King´s Vater hatte eine Firma für Außenhandel besonders mit China, starb aber schon 1848 und seine Mutter kam danach zeitweise in finanzielle Schwierigkeiten, als die Familienfirma ihres verstorbenen Ehemanns, die sich weiter unterstützte, aufgelöst wurde. King besuchte zunächst die Schule in Hartford, Connecticut und ging dann zur Yale University (Sheffield Scientific School) mit dem Abschluss 1860. Er studierte dort Naturwissenschaften, besonders Physik, Chemie und auch Geologie bei James Dwight Dana, sein eigentliches Interesse an Geologie erwachte aber erst nach dem Studium, genährt durch seine Begeisterung für Aufenthalte in der Wildnis und in den Bergen.
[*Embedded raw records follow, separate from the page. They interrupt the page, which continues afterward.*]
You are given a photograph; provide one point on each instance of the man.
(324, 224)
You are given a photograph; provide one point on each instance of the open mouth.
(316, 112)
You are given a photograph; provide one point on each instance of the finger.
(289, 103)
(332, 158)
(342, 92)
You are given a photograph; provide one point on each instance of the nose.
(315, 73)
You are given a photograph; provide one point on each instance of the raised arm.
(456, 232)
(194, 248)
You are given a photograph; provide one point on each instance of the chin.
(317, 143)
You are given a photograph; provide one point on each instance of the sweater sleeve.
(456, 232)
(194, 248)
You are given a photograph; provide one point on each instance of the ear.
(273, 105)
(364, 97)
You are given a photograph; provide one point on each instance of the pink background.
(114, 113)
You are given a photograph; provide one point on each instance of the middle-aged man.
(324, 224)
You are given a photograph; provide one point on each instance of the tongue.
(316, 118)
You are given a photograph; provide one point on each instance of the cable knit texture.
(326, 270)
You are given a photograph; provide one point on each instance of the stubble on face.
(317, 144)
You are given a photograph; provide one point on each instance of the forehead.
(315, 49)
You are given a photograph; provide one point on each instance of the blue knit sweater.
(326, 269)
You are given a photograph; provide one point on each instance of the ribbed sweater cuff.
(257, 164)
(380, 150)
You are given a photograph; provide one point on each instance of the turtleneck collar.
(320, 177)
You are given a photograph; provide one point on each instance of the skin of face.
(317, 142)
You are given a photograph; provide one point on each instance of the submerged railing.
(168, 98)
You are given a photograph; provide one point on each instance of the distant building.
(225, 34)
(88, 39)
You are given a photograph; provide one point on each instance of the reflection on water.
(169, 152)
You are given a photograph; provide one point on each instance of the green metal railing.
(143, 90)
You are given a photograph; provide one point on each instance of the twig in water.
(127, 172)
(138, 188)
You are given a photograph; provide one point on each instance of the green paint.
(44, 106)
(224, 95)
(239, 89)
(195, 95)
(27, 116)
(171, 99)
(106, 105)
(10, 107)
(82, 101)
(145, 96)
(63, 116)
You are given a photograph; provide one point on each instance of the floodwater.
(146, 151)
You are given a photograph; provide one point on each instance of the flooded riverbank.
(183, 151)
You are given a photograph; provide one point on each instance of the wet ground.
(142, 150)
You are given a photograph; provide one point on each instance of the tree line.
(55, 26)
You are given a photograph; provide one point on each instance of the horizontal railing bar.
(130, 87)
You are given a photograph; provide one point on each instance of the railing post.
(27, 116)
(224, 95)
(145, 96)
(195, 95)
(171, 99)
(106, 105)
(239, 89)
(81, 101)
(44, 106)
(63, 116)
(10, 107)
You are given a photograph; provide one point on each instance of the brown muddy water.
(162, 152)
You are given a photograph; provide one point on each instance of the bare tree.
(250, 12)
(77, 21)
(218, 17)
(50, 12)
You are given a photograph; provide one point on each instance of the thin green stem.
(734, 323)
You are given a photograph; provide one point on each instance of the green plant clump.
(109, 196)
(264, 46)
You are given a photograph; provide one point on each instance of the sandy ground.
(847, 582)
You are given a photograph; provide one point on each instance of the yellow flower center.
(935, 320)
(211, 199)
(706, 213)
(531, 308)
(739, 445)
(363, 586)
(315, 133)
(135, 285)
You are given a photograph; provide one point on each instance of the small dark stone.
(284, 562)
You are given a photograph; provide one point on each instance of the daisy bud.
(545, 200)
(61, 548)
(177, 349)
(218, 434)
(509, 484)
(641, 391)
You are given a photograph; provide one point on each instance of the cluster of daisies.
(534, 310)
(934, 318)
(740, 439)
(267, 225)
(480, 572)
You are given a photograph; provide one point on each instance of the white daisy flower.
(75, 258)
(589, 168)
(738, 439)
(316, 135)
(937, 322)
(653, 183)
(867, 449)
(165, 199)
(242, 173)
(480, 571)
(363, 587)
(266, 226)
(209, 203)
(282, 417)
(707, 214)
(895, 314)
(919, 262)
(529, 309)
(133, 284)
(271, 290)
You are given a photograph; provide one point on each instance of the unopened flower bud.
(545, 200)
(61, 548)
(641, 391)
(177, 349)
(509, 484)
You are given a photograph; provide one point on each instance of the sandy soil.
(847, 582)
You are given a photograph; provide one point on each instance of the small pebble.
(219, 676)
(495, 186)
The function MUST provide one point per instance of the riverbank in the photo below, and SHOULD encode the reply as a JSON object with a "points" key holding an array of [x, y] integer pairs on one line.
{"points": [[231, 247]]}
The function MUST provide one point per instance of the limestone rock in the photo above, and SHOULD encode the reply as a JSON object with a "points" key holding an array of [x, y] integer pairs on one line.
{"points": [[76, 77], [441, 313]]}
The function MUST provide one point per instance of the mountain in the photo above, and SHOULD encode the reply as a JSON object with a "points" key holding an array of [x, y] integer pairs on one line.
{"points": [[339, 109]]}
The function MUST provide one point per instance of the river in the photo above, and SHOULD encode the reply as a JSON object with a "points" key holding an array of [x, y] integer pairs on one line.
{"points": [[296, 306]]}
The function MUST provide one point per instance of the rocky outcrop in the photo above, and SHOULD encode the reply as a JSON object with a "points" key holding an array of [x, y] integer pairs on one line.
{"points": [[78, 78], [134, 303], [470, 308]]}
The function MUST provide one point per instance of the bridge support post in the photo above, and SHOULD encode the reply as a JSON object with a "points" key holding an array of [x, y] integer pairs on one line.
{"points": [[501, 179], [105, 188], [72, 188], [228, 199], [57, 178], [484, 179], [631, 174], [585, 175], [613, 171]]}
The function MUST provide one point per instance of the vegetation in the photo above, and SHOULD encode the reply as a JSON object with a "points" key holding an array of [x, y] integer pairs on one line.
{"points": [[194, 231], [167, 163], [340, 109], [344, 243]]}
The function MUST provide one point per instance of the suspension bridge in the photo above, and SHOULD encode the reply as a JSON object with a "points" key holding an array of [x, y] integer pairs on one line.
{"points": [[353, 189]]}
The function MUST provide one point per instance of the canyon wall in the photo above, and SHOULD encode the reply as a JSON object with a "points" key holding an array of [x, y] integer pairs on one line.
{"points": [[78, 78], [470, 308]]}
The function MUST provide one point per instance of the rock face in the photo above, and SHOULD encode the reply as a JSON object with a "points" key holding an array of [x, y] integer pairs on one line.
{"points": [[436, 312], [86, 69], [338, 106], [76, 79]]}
Er schloss sich präraffaelitischen Künstlerkreisen in New York an und wohnte dort mit James Terry Gardiner.

1863 ging er nach Kalifornien, um beim Vorläufer California Geological Survey als unbezahlte Hilfskraft unter Josiah D. Whitney und William H. Brewer zu arbeiten. Seine Erfahrungen, die er dabei als Bergsteiger machte, flossen später in sein Buch Mountaineering in the Sierra Nevada (1872) ein und er entdeckte mehrere Berggipfel in der Sierra Nevada (wie Mount Whitney). Er arbeitete dort mit seinem Freund Gardiner, der sich ihm angeschlossen hatte, und war Teil der Expedition im September 1864, die die Grenzen des Yosemite-Tals erkundete, das 1864 durch Abraham Lincoln zum ersten Nationalpark der USA ernannt wurde. Auf dem Rückweg auf See über Nicaragua erkrankte er an Malaria. 1865 erkundete er mit Gardiner die Mojave Wüste und Arizona im Auftrag des US Militärs und 1866 wieder Yosemite.

Von besonderer Bedeutung war 1867 eine Expedition entlang des 40. Breitengrades quer durch die amerikanischen Kordilleren entlang der Route einer geplanten transkontinentalen Eisenbahnlinie, deren Chef-Geologe er war, wobei die Geologen Samuel F. Emmons und Arnold Hague (ein Studienkollege aus Yale) seine Assistenten waren und Gardiner ebenfalls beteiligt war. King war 1879 erster Direktor des neu gegründeten United States Geological Survey, eine Aufgabe die er nur annahm, um den Survey aufzubauen. 1881 gab er die Leitung wieder ab an den von ihm ausgewählten Nachfolger John Wesley Powell. Danach widmete er sich wieder seinem gesellschaftlichen Leben und war unter anderem mit Staatsmännern wie Henry Adams und John Hay befreundet. Seine private Tätigkeit in der Bergbau-Branche reichten nicht, seinen aufwändigen Lebensstil zu finanzieren und er war stark verschuldet.

1872 wurde er bekannt, als er einen Schwindel mit Diamanten-Minen in Arizona entlarvte. Die Betrüger hatten die Minen Investoren in San Francisco und New York angeboten (darunter bekannte Namen wie Tiffany´s und Baron Rothschild) und deren Experten dafür an einen entlegenen Berg geführt, den sie mit Industriediamanten geimpft hatten. King und sein Assistent Samuel F. Emmons kontrollierten dies unabhängig und machten den Schwindel bekannt.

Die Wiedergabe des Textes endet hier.